Science operations will be conducted by teams at Jet Propulsion Laboratory, with instrument operations led by Principal Investigators at institutions including Southwest Research Institute, Brown University, and University of Michigan. Raw telemetry will be downlinked to the Deep Space Network, processed through mission pipelines influenced by heritage from Mars Science Laboratory and archived at NASA data centers like the Planetary Data System. Scientific analysis will engage communities across the American Geophysical Union, European Geosciences Union, and specialized working groups at the Planetary Society and NASA Science Mission Directorate to produce peer-reviewed results in journals such as Science (journal), Nature (journal), and Icarus (journal).

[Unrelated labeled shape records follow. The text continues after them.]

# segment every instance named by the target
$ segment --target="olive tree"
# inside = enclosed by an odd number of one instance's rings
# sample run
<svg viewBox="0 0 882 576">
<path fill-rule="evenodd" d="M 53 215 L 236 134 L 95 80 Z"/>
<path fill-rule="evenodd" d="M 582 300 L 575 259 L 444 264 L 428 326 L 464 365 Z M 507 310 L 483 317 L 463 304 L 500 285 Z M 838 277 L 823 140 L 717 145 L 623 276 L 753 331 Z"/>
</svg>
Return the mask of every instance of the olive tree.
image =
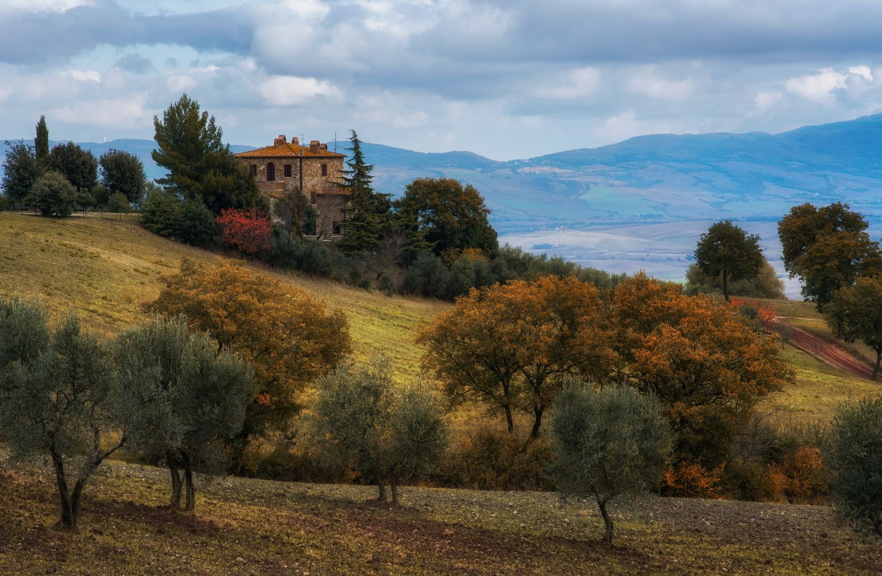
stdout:
<svg viewBox="0 0 882 576">
<path fill-rule="evenodd" d="M 600 389 L 571 380 L 551 418 L 553 469 L 564 497 L 591 497 L 612 543 L 607 504 L 654 486 L 669 461 L 673 438 L 662 404 L 650 394 L 613 385 Z"/>
<path fill-rule="evenodd" d="M 252 372 L 242 359 L 183 317 L 155 316 L 120 334 L 114 346 L 131 445 L 171 473 L 169 506 L 178 508 L 183 468 L 185 509 L 196 505 L 193 471 L 220 472 L 227 463 L 218 442 L 242 430 L 254 393 Z"/>
<path fill-rule="evenodd" d="M 380 502 L 387 478 L 398 504 L 399 482 L 430 472 L 446 447 L 439 399 L 421 382 L 396 390 L 388 358 L 344 363 L 317 387 L 313 442 L 333 467 L 373 478 Z"/>
<path fill-rule="evenodd" d="M 882 396 L 842 406 L 825 452 L 837 508 L 859 528 L 882 536 Z"/>
<path fill-rule="evenodd" d="M 50 333 L 40 306 L 0 300 L 0 433 L 13 457 L 51 459 L 62 526 L 77 527 L 89 476 L 126 441 L 116 384 L 110 355 L 76 317 Z M 110 431 L 118 439 L 106 441 Z"/>
</svg>

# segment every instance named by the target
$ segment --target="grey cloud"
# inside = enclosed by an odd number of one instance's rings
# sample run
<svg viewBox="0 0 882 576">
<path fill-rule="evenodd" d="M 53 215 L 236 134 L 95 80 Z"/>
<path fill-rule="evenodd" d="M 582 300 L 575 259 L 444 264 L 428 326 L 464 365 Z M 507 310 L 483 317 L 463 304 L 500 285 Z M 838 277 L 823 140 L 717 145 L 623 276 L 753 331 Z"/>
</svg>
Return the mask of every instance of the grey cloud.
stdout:
<svg viewBox="0 0 882 576">
<path fill-rule="evenodd" d="M 135 53 L 126 54 L 117 60 L 114 65 L 135 74 L 146 74 L 154 70 L 153 63 L 149 58 L 145 58 L 140 54 Z"/>
</svg>

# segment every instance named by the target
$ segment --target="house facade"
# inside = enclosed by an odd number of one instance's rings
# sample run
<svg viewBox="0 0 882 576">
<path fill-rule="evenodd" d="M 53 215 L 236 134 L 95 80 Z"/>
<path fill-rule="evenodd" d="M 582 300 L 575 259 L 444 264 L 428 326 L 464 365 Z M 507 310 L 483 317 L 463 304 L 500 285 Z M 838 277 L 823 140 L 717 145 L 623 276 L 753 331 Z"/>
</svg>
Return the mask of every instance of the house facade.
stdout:
<svg viewBox="0 0 882 576">
<path fill-rule="evenodd" d="M 250 166 L 258 188 L 266 195 L 271 206 L 287 192 L 301 190 L 318 213 L 316 234 L 322 238 L 340 234 L 346 198 L 346 154 L 329 151 L 327 144 L 318 140 L 310 141 L 309 146 L 301 145 L 297 138 L 288 142 L 282 134 L 271 146 L 235 156 Z"/>
</svg>

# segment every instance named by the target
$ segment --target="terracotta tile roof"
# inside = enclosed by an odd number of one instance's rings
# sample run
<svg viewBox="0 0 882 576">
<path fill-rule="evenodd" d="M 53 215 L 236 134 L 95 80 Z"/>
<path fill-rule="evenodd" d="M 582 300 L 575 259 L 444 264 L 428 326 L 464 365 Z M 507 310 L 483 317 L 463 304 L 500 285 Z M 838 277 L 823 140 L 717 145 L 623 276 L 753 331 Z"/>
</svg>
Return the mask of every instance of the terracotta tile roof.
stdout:
<svg viewBox="0 0 882 576">
<path fill-rule="evenodd" d="M 274 146 L 258 148 L 257 150 L 249 150 L 248 152 L 240 152 L 234 155 L 239 158 L 298 158 L 301 155 L 303 158 L 346 158 L 346 154 L 321 149 L 312 152 L 310 150 L 310 146 L 291 144 L 290 142 Z"/>
</svg>

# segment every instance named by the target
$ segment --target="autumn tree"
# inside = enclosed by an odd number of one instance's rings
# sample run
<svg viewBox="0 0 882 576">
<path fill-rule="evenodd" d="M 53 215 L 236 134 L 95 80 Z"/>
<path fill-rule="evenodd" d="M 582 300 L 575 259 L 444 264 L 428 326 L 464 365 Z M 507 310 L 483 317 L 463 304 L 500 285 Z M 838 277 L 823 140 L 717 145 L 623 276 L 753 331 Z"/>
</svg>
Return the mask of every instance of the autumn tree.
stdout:
<svg viewBox="0 0 882 576">
<path fill-rule="evenodd" d="M 563 376 L 601 378 L 614 368 L 610 333 L 598 289 L 575 278 L 547 276 L 473 289 L 418 337 L 423 363 L 452 398 L 488 402 L 505 415 L 533 416 L 531 438 Z"/>
<path fill-rule="evenodd" d="M 882 364 L 882 279 L 858 278 L 841 288 L 824 307 L 824 318 L 847 342 L 860 340 L 876 352 L 875 380 Z"/>
<path fill-rule="evenodd" d="M 478 248 L 490 252 L 498 247 L 496 230 L 487 217 L 490 209 L 472 184 L 452 178 L 417 178 L 395 200 L 396 227 L 408 238 L 425 242 L 436 255 L 448 251 Z"/>
<path fill-rule="evenodd" d="M 254 369 L 257 392 L 241 440 L 287 430 L 301 408 L 299 394 L 351 350 L 349 326 L 303 290 L 234 262 L 184 260 L 165 279 L 146 310 L 183 314 L 188 325 L 207 332 Z"/>
<path fill-rule="evenodd" d="M 802 281 L 803 295 L 818 310 L 839 288 L 882 272 L 878 243 L 870 240 L 867 226 L 841 202 L 794 206 L 778 223 L 784 267 Z"/>
<path fill-rule="evenodd" d="M 91 191 L 98 184 L 98 161 L 91 150 L 73 142 L 52 146 L 47 168 L 63 175 L 78 191 Z"/>
<path fill-rule="evenodd" d="M 657 486 L 669 461 L 673 438 L 661 402 L 625 385 L 571 381 L 557 394 L 551 436 L 557 490 L 593 498 L 611 544 L 607 505 Z"/>
<path fill-rule="evenodd" d="M 25 201 L 44 216 L 70 216 L 77 206 L 77 189 L 64 175 L 49 171 L 31 188 Z"/>
<path fill-rule="evenodd" d="M 98 158 L 101 183 L 108 194 L 121 192 L 130 204 L 140 204 L 146 190 L 144 162 L 135 154 L 111 148 Z"/>
<path fill-rule="evenodd" d="M 13 457 L 51 460 L 64 527 L 77 527 L 86 482 L 125 443 L 116 384 L 110 355 L 75 317 L 50 331 L 40 306 L 0 300 L 0 434 Z"/>
<path fill-rule="evenodd" d="M 265 208 L 250 169 L 223 145 L 223 131 L 198 101 L 183 94 L 161 120 L 153 116 L 153 161 L 168 171 L 157 183 L 183 198 L 201 197 L 215 214 L 224 208 Z"/>
<path fill-rule="evenodd" d="M 129 445 L 165 460 L 169 505 L 178 508 L 183 489 L 185 509 L 193 510 L 193 471 L 223 471 L 227 454 L 218 441 L 242 430 L 254 393 L 250 367 L 206 333 L 191 332 L 183 317 L 157 316 L 126 330 L 114 352 L 122 404 L 138 407 L 126 418 Z"/>
<path fill-rule="evenodd" d="M 664 404 L 677 437 L 675 462 L 724 462 L 757 402 L 792 381 L 777 334 L 704 295 L 643 273 L 613 293 L 620 375 Z"/>
<path fill-rule="evenodd" d="M 729 281 L 755 276 L 763 265 L 759 236 L 725 220 L 712 224 L 699 238 L 695 263 L 709 276 L 722 280 L 722 296 L 729 300 Z"/>
<path fill-rule="evenodd" d="M 42 176 L 44 168 L 37 162 L 34 146 L 21 140 L 18 142 L 6 140 L 5 144 L 6 157 L 3 162 L 3 180 L 0 181 L 0 185 L 14 206 L 27 196 L 31 188 Z"/>
<path fill-rule="evenodd" d="M 882 537 L 882 396 L 840 408 L 825 447 L 836 507 L 858 529 Z"/>
<path fill-rule="evenodd" d="M 224 241 L 242 254 L 255 254 L 270 247 L 273 222 L 259 210 L 225 208 L 217 217 L 217 223 L 223 230 Z"/>
</svg>

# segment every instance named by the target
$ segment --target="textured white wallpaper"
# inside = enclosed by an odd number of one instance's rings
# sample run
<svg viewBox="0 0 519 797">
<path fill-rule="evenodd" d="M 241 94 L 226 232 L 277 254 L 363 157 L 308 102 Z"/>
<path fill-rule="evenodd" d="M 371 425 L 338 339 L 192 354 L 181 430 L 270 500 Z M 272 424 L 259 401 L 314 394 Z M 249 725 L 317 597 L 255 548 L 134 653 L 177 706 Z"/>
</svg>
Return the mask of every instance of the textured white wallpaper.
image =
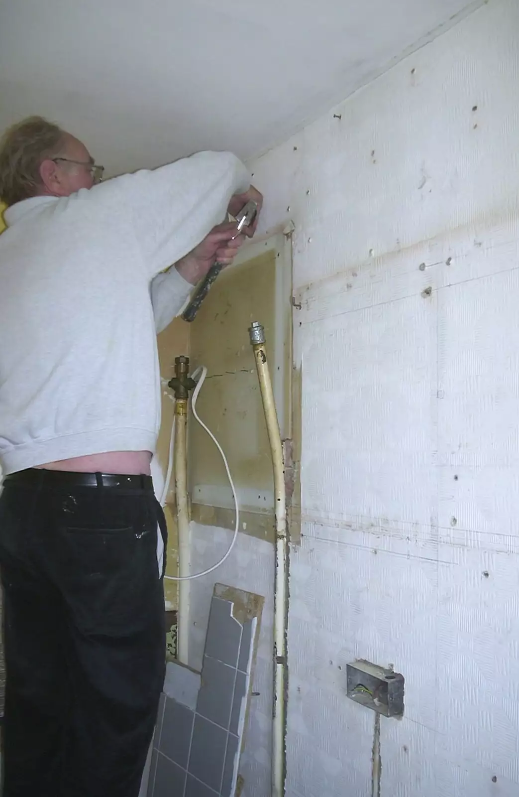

The concept for a dedicated Europa reconnaissance mission emerged from decadal planning exercises led by the National Academies of Sciences, Engineering, and Medicine and traces heritage to proposals in the 1990s and 2000s following the Galileo (spacecraft) discoveries. Program advocacy involved congressional authorizations, budget reviews with the Office of Management and Budget, and management oversight from NASA Headquarters. Industrial and academic partnerships grew through solicitations issued by Jet Propulsion Laboratory and contracts with firms such as Lockheed Martin, Ball Aerospace, and Aerospace Corporation. The development timeline reflects iterations after reviews by the NASA Advisory Council and program-level adjustments in response to technical findings from test campaigns and instrument calibration work at institutions like Applied Physics Laboratory, University of Colorado, and Jet Propulsion Laboratory.